Robinsons Retail Holdings, Inc. (RRHI), a member of the Gokongwei Group, reported a 54.5 percent drop in attributable net income to P537 million in the first quarter of the year. In a disclosure to the Philippine Stock Exchange, the firm said its bottomline was weighed down by higher interest expense resulting from the acquisition financing of the Bank of the Philippine Islands (BPI) shares earlier this year, foreign exchange losses, and lower earnings from associates.
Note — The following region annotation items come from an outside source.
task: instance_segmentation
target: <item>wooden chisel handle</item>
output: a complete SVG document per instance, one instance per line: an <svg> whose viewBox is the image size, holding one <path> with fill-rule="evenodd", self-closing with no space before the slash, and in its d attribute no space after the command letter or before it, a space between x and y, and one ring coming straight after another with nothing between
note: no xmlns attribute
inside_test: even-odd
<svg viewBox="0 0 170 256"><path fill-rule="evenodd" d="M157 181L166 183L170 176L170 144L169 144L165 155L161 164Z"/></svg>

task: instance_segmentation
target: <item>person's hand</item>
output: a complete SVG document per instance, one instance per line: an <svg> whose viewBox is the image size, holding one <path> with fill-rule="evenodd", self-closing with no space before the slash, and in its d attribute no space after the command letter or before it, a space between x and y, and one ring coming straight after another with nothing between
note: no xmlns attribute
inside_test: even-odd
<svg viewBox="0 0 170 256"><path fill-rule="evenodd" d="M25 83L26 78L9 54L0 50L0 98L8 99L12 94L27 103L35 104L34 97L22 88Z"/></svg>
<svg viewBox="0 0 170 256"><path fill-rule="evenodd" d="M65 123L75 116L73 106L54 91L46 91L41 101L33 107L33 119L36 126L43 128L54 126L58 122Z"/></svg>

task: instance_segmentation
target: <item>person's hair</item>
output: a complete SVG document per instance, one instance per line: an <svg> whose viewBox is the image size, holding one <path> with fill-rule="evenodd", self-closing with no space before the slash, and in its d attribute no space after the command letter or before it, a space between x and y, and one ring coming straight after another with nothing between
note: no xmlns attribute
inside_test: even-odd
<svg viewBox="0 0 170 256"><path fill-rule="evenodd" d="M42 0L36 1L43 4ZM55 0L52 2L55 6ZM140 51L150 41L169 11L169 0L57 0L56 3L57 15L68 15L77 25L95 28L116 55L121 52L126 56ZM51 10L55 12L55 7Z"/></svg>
RRHI President and CEO Robina Gokongwei-Pe
“The higher interest expense for the purchase of the BPI shares should be offset by the expected cash dividends from BPI when declared,” RRHI noted. Core net income (net income excluding foreign exchange gains or losses, interest income from bonds, equity in earnings from associates, interest expense related to the BPI shares, and others) improved by 20.5 percent to P1.1 billion in the first quarter of 2023 on the back of the company’s solid operating performance. Consolidated net sales grew 13.1 percent year-on-year to P44.6 billion in the first quarter of 2023 on the back of healthy blended same store sales growth (SSSG) of 9.2 percent augmented by fresh revenue contributions from new stores. The supermarkets, drugstores, department stores, and convenience stores segments all delivered double-digit revenue growth for the period. The reopening theme continues to work in the company’s favor while consumer demand – especially from the middle-class target market has been largely resilient. The business also continued to see its gross profit and operating income accelerate relative to the topline, growing by 15.9 percent to P10.5 billion and 14.8 percent to P1.8 billion, respectively, in the first quarter. This was aided by improvements in category mix, economies of scale, better operating leverage, and various cost saving initiatives. “Our dynamic growth strategies and multi-format business model has enabled us to capture the resilience in consumer spending,” said RRHI President and CEO Robina Gokongwei Pe. She added that, “As such, we will continue to open stores in underserved areas, improve efficiency within our stores through assortment changes and streamlining expenses, and capitalize on our growing digital presence to reach more shoppers.”